In a practical sense, we could enforce some laws that we already have. For example, it is a crime to lie on a gun permit application. If police find that you are a felon or a drug user, or have been treated for mental illness, and you bought a gun, they should prosecute that. I doubt anyone even cross-checks such things. It is a crime to buy a gun and sell/give it to someone who cannot legally own one – just like buying beer or cigarettes for a minor. Is there a way to better police this? We should find one.
I don’t think that another technical bill banning this or that kind of gun, or this or that kind of accessory is going to help.
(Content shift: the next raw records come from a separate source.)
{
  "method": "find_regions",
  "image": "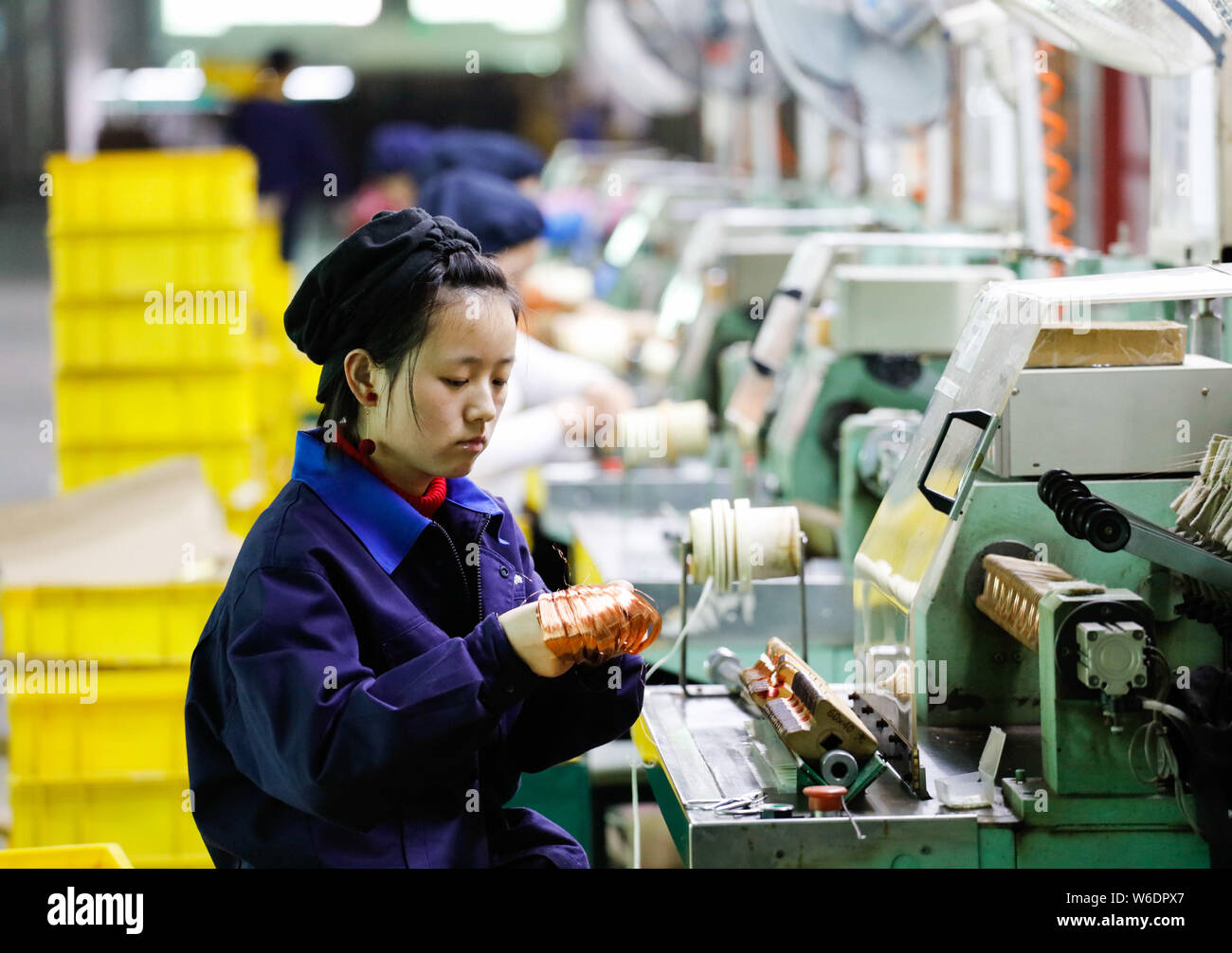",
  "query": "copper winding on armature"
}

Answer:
[534,583,662,665]
[976,554,1104,652]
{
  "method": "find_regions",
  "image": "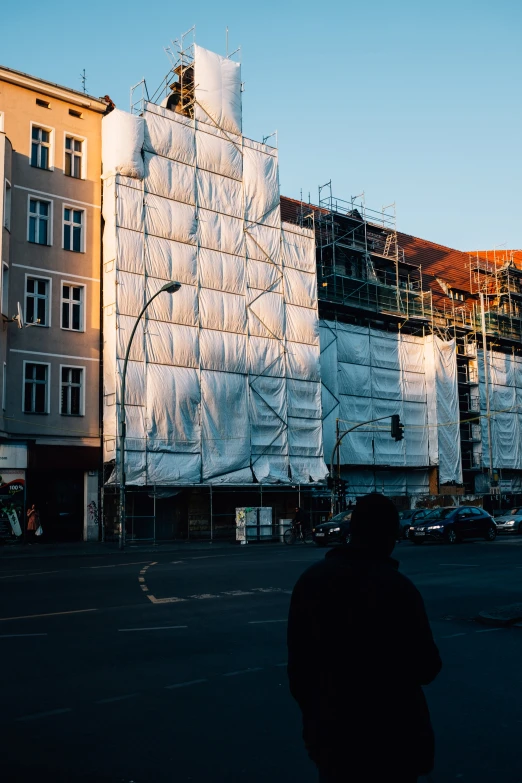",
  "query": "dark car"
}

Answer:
[495,506,522,535]
[408,506,497,544]
[312,510,352,546]
[399,508,430,538]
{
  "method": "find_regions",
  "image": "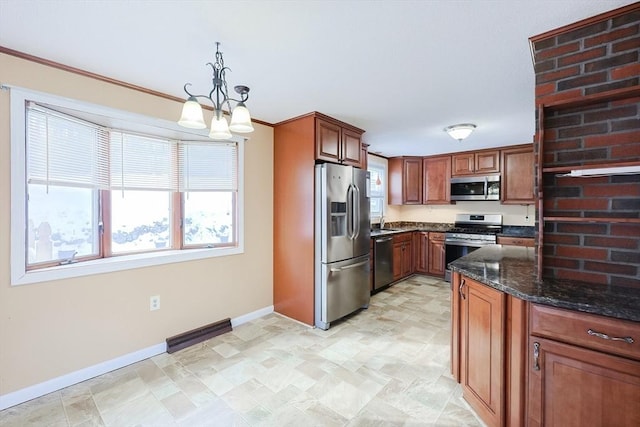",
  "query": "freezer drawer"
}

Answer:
[315,255,370,330]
A 10 round magazine would not have stopped he-whose-name-I-will-not-publish-here, or that other guy in the movie theater, the guy in the clock tower in 1966, or the monster before that who blew up a school back in ’27.
I have heard suggestions about limiting the amount of ammunition one could buy in a day/month/week/year. I think there is not a practical limit that will prevent these mass murders. 25 bullets is not enough for an enjoyable trip to the range, but is plenty for a murderer.
To both sides who are politicizing gun-ownership and gun-control because something bad happened: shut up a minute. Can we at least get through the funerals and maybe get the children back to school before we start with the politics?
To the rest of us: hug your kids, tell your parents and your friends you love them, and do everything you can to make sure they are safe from the monsters.